Rivers actually thinks he can get Garnett even more rest this season with the addition of Wallace and the expected, ongoing improvement of Glen Davis(notes). He says the only thing missing from Garnett’s repertoire right now is the forward’s trademark explosiveness. “It’s like selective now, not every time,’’ Rivers said. “But it’s still training camp.’’
Said Garnett of his on-again, off-again oomph, “It’s gonna come. Guys are holding me up to perfect standards, or close to them, and I love that. It’ll come. I’ve always taken more of a defensive mindset and a lot of my energy comes from the defensive end. If I feel I have a mismatch in the post, I’ll do that. He [Rivers] wants me to be a lot more aggressive offensively and a lot of my energy is tiered to the defensive end. It’s about balance. I’ll get it. I’m not concerned about that. As long as I understand the defensive schemes, I’ll be fine. Offense is repetition.”
The Celtics play back-to-back exhibition games Tuesday and Wednesday and Garnett will miss one of them. (The ever-cagey Rivers won’t divulge which one.) He played in the first three exhibition games, logging a shade more than 13 minutes in the Oct. 7 opener and just under 22 minutes in each of the next two games. At practices, he looks like the K.G. of old, barking out orders on the defensive end while continuing to work on his perimeter game with extra shooting.
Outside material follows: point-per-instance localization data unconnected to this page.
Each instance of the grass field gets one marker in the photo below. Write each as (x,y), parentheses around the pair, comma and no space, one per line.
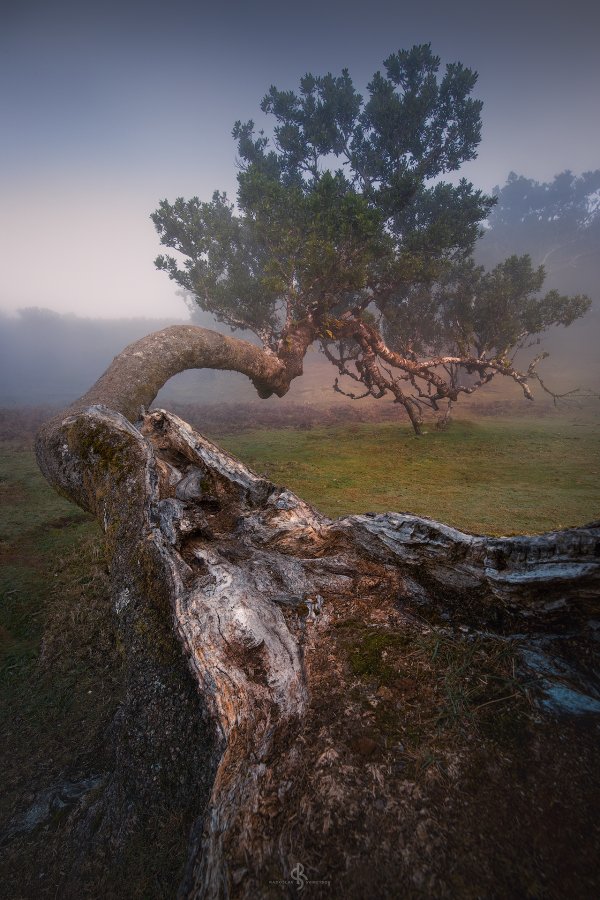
(60,675)
(494,476)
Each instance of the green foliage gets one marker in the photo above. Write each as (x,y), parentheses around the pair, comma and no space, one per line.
(336,210)
(341,211)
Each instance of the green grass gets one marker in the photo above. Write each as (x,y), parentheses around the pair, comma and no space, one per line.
(508,476)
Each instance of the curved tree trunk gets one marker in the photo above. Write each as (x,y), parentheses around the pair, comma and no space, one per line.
(349,749)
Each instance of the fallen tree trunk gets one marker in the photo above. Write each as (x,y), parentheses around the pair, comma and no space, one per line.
(367,685)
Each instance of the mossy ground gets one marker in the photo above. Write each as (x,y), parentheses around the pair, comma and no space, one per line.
(492,476)
(61,674)
(62,680)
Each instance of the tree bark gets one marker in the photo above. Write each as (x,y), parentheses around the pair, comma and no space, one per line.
(332,762)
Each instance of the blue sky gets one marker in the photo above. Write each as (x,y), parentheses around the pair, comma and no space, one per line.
(106,108)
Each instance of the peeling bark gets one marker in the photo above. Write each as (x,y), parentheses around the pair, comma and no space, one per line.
(273,605)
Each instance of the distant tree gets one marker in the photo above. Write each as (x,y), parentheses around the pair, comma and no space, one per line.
(320,726)
(343,235)
(557,222)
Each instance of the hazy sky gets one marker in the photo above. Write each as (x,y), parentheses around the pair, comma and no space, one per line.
(106,108)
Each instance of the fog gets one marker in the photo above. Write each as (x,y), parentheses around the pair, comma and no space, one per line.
(106,110)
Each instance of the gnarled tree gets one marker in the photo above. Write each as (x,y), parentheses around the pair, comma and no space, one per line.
(370,260)
(365,709)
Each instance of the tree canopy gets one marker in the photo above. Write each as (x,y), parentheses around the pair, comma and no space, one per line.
(344,234)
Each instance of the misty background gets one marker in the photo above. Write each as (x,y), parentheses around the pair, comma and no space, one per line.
(107,110)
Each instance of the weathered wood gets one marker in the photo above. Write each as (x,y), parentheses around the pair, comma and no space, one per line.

That hasn’t changed. What has changed for Garnett is how he approached his 15th NBA season, the first one where he had to spend the summer recovering from an injury. He still felt the rush he always feels when camp started, when he could go against his teammates.
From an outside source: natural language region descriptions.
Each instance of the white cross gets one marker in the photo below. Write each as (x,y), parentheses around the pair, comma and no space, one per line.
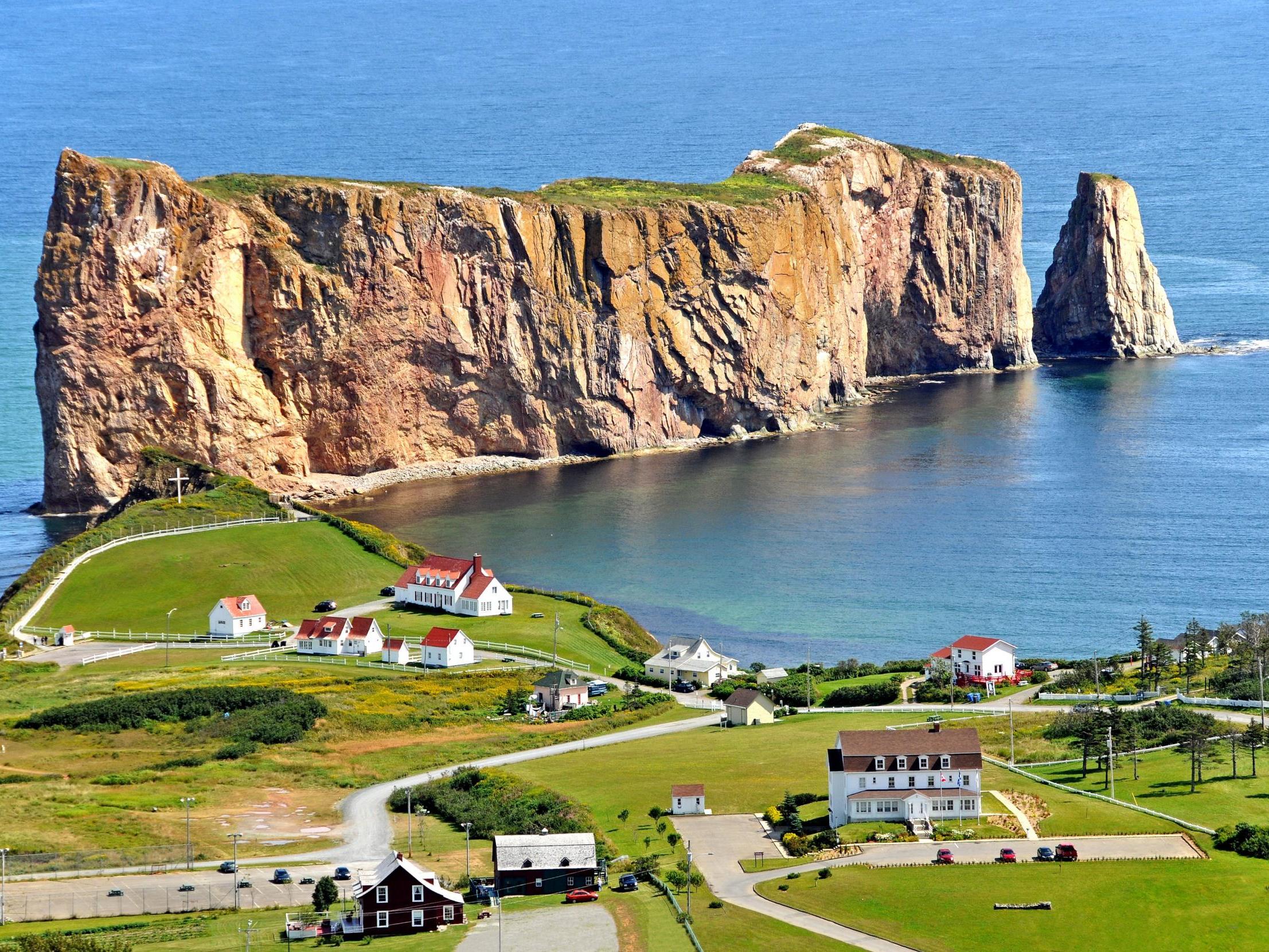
(178,479)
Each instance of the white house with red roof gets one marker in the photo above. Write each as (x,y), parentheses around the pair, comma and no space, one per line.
(455,586)
(447,647)
(400,651)
(334,635)
(978,659)
(236,616)
(915,777)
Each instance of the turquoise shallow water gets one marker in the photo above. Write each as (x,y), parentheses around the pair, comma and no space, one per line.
(1052,506)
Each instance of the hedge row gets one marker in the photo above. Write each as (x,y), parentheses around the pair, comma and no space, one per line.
(372,539)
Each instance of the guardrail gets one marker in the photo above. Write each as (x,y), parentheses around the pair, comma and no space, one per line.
(33,602)
(117,653)
(531,653)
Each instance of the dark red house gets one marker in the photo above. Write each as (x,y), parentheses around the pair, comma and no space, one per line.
(545,862)
(401,898)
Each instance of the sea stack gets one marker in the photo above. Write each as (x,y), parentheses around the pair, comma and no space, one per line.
(1102,295)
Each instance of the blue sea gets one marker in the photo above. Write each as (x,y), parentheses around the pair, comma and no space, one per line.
(1052,506)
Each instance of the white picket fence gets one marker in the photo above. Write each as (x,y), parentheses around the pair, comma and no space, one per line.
(531,653)
(117,653)
(1220,703)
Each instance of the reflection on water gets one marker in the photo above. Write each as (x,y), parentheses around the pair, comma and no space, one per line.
(1050,507)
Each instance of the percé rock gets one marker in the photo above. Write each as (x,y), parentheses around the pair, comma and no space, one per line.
(1102,295)
(279,326)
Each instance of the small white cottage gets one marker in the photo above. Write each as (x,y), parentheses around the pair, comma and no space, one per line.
(397,651)
(234,617)
(447,647)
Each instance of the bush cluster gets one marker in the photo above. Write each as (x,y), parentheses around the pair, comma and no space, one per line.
(861,695)
(1244,840)
(495,802)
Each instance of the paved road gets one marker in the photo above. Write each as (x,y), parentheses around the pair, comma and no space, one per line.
(578,928)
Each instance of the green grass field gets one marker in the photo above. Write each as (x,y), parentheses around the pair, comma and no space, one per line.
(290,568)
(1164,786)
(1131,907)
(576,643)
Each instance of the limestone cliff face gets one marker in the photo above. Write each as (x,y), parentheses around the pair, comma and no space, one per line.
(1102,295)
(283,326)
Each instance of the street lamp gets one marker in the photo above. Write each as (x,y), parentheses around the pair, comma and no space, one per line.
(167,644)
(235,837)
(189,852)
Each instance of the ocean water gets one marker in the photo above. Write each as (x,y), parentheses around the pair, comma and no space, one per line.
(1051,506)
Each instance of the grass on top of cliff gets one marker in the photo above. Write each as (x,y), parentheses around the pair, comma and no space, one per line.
(616,193)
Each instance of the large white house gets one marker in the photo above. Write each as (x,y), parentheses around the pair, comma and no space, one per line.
(339,636)
(234,617)
(690,661)
(455,586)
(978,657)
(447,647)
(916,777)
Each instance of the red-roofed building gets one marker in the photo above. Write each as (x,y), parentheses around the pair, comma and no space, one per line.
(455,586)
(447,647)
(339,636)
(234,617)
(978,659)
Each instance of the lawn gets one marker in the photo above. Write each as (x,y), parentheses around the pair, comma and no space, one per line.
(1164,786)
(1131,907)
(576,641)
(290,567)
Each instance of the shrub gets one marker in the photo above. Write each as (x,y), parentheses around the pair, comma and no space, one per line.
(862,695)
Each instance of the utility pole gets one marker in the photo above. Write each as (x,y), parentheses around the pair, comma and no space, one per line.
(467,828)
(189,849)
(236,837)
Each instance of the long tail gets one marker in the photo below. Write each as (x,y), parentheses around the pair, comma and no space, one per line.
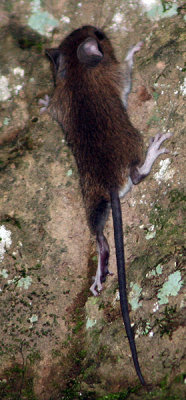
(119,244)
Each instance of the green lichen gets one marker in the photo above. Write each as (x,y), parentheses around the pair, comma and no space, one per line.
(170,288)
(42,22)
(90,323)
(134,296)
(25,282)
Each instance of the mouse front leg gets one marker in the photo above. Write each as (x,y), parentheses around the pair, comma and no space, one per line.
(129,60)
(102,269)
(154,151)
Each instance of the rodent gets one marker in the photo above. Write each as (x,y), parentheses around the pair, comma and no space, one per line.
(90,104)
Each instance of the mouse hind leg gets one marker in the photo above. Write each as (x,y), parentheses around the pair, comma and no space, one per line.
(102,268)
(97,222)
“But this past summer, I had to deal with something different – patience,’’ he said. “I am a player who, when I work, I go at full throttle. When you’re nursing an injury, you have to understand it, the status of the injury, and as long as you’re getting better and stronger, you just have to understand all the stages [of recovery]. I never had to do that before and that was hard for me to come to grips with. But the body speaks and you have to listen. As opposed to years past, this time around, I was more of a student to my body.”
Right now, the body looks fine to all concerned. The mind is where it’s always been. The Celtics can only hope that all of this translates into yet another productive year for Garnett. One thing’s clear: His teammates are happy to have him back, verbal abuse and all.
“We got a Hall of Famer, one of the greatest players to ever play the game,’’ Paul Pierce said. “Who wouldn’t want that guy on the court?”